The challenge is to unify each together, leading to what Armstrong describes as “the rhythm of vocation, as God intended”:
After years of tortuous struggle, Gregory finally concluded that the two lives are actually inextricably intertwined. First he saw that action prepares us for devotion. To serve our neighbor in action, we’ve got to fight through the thorns and thistles of work in a fallen world and navigate conflicts that reveal our own flaws and sins. And as that happens, the neediness of others, and our own neediness, drives us back to our first love. You might say we’re flushed out of hiding and into the arms of God.
At the same time, Gregory saw that to practice devotion in what we might call our “Sabbath times” is not just to stop working; it’s to reframe our work.

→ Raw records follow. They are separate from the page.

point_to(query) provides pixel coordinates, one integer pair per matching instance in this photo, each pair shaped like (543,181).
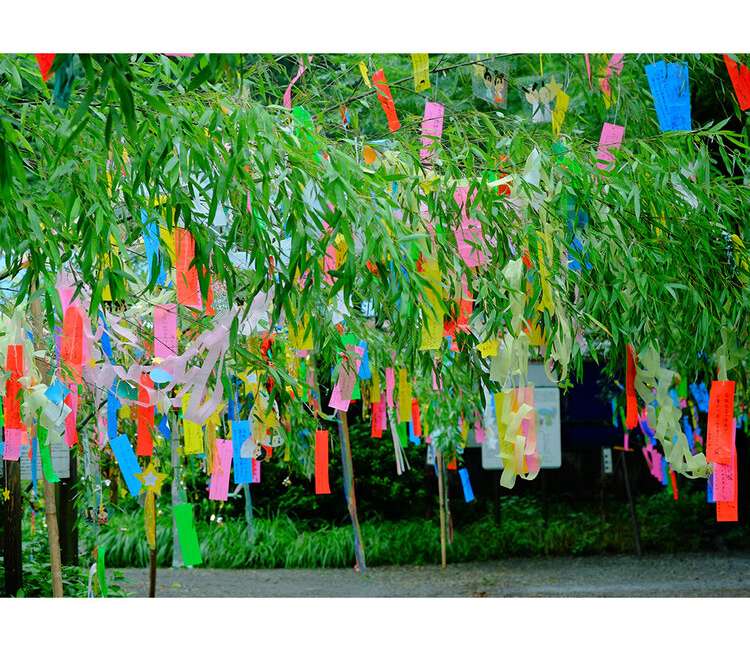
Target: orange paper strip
(386,100)
(719,437)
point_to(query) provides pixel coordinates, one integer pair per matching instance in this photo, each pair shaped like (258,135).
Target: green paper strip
(191,551)
(402,434)
(101,572)
(46,455)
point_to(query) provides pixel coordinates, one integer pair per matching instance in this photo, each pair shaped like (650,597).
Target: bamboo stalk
(441,496)
(50,508)
(351,499)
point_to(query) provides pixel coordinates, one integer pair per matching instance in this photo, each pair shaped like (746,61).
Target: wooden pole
(441,497)
(152,574)
(631,506)
(351,499)
(176,552)
(50,508)
(69,514)
(12,517)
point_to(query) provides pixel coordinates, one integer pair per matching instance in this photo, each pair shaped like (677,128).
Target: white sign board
(547,418)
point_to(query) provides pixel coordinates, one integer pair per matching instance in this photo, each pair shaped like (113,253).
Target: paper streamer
(670,87)
(610,138)
(432,128)
(186,534)
(322,485)
(386,100)
(721,426)
(127,462)
(219,485)
(740,76)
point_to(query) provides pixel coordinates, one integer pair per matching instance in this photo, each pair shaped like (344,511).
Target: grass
(280,542)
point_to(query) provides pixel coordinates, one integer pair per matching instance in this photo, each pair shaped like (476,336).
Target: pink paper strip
(390,384)
(288,92)
(611,137)
(13,439)
(219,486)
(469,237)
(432,128)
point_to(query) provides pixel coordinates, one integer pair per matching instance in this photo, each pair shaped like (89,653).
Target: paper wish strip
(386,100)
(670,87)
(611,137)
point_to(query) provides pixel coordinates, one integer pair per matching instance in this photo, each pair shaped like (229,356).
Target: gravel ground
(691,575)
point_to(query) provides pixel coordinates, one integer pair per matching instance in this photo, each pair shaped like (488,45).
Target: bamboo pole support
(351,499)
(50,507)
(441,497)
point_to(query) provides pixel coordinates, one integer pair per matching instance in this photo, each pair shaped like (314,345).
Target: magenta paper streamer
(288,92)
(341,395)
(469,237)
(611,137)
(219,487)
(12,450)
(390,384)
(432,128)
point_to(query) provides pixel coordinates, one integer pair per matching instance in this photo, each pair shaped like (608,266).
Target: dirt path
(663,575)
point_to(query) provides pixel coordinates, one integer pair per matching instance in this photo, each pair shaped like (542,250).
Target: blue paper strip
(466,484)
(670,87)
(127,462)
(243,466)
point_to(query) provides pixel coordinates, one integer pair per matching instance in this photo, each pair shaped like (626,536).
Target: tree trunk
(12,516)
(50,508)
(351,499)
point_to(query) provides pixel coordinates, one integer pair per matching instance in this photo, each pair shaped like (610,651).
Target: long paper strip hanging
(421,64)
(432,128)
(145,419)
(11,401)
(219,485)
(631,402)
(128,463)
(322,485)
(740,76)
(188,286)
(71,346)
(670,87)
(243,466)
(469,236)
(721,426)
(386,100)
(610,138)
(186,534)
(71,430)
(466,485)
(727,511)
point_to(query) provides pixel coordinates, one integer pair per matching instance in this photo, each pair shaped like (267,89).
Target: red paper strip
(631,406)
(721,426)
(673,480)
(386,100)
(71,345)
(188,287)
(321,462)
(71,431)
(145,419)
(378,410)
(11,401)
(740,76)
(415,419)
(728,510)
(45,64)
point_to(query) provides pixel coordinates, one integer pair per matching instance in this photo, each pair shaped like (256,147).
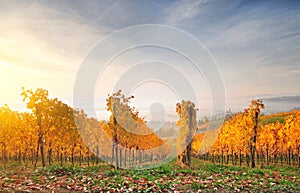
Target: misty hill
(281,103)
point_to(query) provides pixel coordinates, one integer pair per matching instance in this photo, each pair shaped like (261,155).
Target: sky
(252,46)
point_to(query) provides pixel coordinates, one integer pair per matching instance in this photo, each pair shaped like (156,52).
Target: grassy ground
(201,177)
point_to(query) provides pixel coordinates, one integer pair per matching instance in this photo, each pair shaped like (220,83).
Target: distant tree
(187,126)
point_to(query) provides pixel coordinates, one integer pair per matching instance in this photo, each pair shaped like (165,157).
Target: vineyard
(54,139)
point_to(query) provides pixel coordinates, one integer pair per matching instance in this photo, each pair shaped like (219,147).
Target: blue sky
(256,43)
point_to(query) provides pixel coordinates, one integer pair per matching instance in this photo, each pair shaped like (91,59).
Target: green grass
(168,177)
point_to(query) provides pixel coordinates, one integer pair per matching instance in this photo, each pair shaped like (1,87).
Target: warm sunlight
(149,96)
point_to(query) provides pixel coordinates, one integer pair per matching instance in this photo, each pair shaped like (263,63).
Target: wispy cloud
(183,10)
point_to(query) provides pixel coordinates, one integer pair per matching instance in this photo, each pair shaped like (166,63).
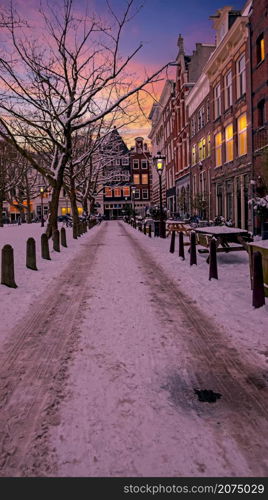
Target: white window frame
(228,89)
(241,76)
(217,100)
(146,164)
(145,194)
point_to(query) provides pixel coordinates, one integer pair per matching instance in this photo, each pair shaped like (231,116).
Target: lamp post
(159,165)
(42,207)
(133,189)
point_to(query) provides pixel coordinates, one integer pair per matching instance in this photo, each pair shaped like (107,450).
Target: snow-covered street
(100,368)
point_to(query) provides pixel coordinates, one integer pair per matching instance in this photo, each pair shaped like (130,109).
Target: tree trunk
(74,209)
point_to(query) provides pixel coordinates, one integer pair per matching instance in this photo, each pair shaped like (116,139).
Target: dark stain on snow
(207,396)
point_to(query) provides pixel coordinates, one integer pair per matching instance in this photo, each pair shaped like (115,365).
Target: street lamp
(133,189)
(159,165)
(42,208)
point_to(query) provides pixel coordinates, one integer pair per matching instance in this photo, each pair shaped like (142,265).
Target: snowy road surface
(100,378)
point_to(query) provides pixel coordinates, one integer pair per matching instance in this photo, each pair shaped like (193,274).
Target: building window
(261,113)
(117,192)
(217,100)
(136,178)
(199,120)
(202,116)
(260,49)
(209,145)
(144,164)
(208,111)
(144,179)
(219,199)
(192,127)
(242,134)
(194,155)
(108,192)
(218,146)
(145,194)
(229,143)
(241,76)
(228,90)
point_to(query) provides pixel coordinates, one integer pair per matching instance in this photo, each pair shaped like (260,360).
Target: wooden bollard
(75,231)
(258,297)
(31,254)
(63,237)
(7,270)
(172,242)
(181,245)
(44,247)
(193,249)
(56,240)
(213,270)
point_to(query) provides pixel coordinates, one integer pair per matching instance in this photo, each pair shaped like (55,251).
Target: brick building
(199,112)
(259,79)
(189,68)
(140,171)
(228,71)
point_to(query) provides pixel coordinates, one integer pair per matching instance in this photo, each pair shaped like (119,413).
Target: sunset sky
(157,24)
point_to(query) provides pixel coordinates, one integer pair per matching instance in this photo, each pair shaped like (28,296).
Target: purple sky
(159,23)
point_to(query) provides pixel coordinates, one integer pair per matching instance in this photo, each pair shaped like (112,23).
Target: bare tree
(68,84)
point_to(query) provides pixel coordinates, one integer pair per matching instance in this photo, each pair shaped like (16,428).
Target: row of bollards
(258,293)
(58,238)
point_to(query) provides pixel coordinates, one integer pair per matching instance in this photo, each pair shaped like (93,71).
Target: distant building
(228,71)
(141,178)
(259,93)
(116,176)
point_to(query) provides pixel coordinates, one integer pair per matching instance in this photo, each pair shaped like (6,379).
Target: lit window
(228,90)
(209,144)
(218,146)
(108,192)
(194,155)
(202,149)
(241,76)
(217,100)
(145,194)
(260,49)
(261,113)
(242,134)
(143,163)
(117,192)
(126,191)
(144,179)
(229,142)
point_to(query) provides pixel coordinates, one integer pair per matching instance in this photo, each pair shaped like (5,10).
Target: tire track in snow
(33,367)
(213,365)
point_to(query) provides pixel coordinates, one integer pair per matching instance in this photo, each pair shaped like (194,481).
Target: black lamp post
(42,207)
(133,189)
(159,165)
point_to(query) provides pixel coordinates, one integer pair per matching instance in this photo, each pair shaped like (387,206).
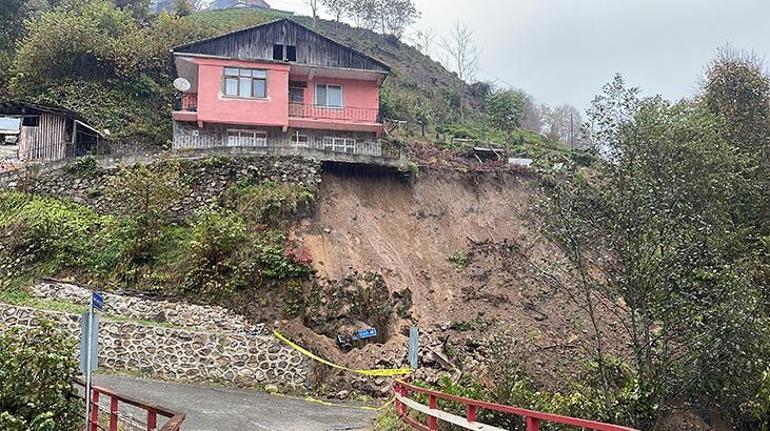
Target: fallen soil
(469,249)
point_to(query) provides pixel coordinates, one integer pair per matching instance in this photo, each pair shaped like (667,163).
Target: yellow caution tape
(380,373)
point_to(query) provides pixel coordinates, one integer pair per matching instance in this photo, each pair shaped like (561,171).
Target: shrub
(211,265)
(36,372)
(268,202)
(49,232)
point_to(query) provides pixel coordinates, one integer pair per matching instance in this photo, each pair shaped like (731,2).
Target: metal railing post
(470,413)
(533,424)
(152,420)
(113,414)
(433,404)
(94,420)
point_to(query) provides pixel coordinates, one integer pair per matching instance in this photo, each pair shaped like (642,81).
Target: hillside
(468,252)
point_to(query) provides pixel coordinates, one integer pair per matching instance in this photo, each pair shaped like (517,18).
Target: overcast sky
(562,51)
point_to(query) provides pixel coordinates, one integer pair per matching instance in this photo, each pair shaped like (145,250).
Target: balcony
(346,113)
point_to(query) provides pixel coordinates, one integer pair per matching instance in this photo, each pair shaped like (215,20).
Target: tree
(505,109)
(37,367)
(651,236)
(183,8)
(463,52)
(563,123)
(140,9)
(147,197)
(738,88)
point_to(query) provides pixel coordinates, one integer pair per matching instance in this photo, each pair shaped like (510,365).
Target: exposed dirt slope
(407,232)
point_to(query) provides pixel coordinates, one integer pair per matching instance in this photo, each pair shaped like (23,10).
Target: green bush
(268,202)
(53,234)
(37,367)
(212,267)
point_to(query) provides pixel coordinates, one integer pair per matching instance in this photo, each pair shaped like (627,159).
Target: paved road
(215,409)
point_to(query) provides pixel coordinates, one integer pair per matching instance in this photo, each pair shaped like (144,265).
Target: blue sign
(89,342)
(414,346)
(97,301)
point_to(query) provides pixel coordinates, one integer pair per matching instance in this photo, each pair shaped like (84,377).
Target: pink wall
(215,107)
(361,98)
(355,93)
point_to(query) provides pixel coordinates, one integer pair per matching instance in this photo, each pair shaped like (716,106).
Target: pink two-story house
(279,85)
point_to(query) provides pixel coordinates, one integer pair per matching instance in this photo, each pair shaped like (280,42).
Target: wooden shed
(50,133)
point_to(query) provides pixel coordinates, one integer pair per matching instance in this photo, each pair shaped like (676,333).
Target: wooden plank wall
(47,141)
(257,44)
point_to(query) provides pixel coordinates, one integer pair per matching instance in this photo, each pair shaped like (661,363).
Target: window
(246,83)
(328,95)
(297,91)
(284,52)
(291,53)
(299,140)
(342,145)
(246,138)
(30,121)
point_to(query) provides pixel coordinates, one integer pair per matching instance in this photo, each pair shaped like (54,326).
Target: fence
(122,419)
(533,419)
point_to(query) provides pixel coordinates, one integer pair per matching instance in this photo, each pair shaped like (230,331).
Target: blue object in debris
(363,334)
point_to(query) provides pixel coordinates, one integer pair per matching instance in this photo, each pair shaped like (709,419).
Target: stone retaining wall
(206,179)
(178,354)
(198,317)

That can happen on Sundays, yes, but also in little moments stolen in the course of an ordinary day…As we slow down, come back into the conscious presence of God, we hit the reset button. God helps us clear away the junk and renew the vision of our true vocation. We experience his love again, and through the overflow of that love, we can again actively love our neighbor through our work.
What [Pope Gregory I] rediscovered was the rhythm of vocation as God had intended it. Like a slow dance, our work leads the way to devotion. Our devotion leads the way to work. And at every step, our partner — first God, then neighbor, then God — leads us out of our selfishness and into love.
Rather than working unto the office or the vacation or the paycheck or the retirement dream, we should remember that Christian vocation extends before and beyond our cultural priorities of the day. Whatever we do, we can work heartily unto the Lord, as Paul urged us, resting in God even as we serve our neighbors and work unto his glory in the world.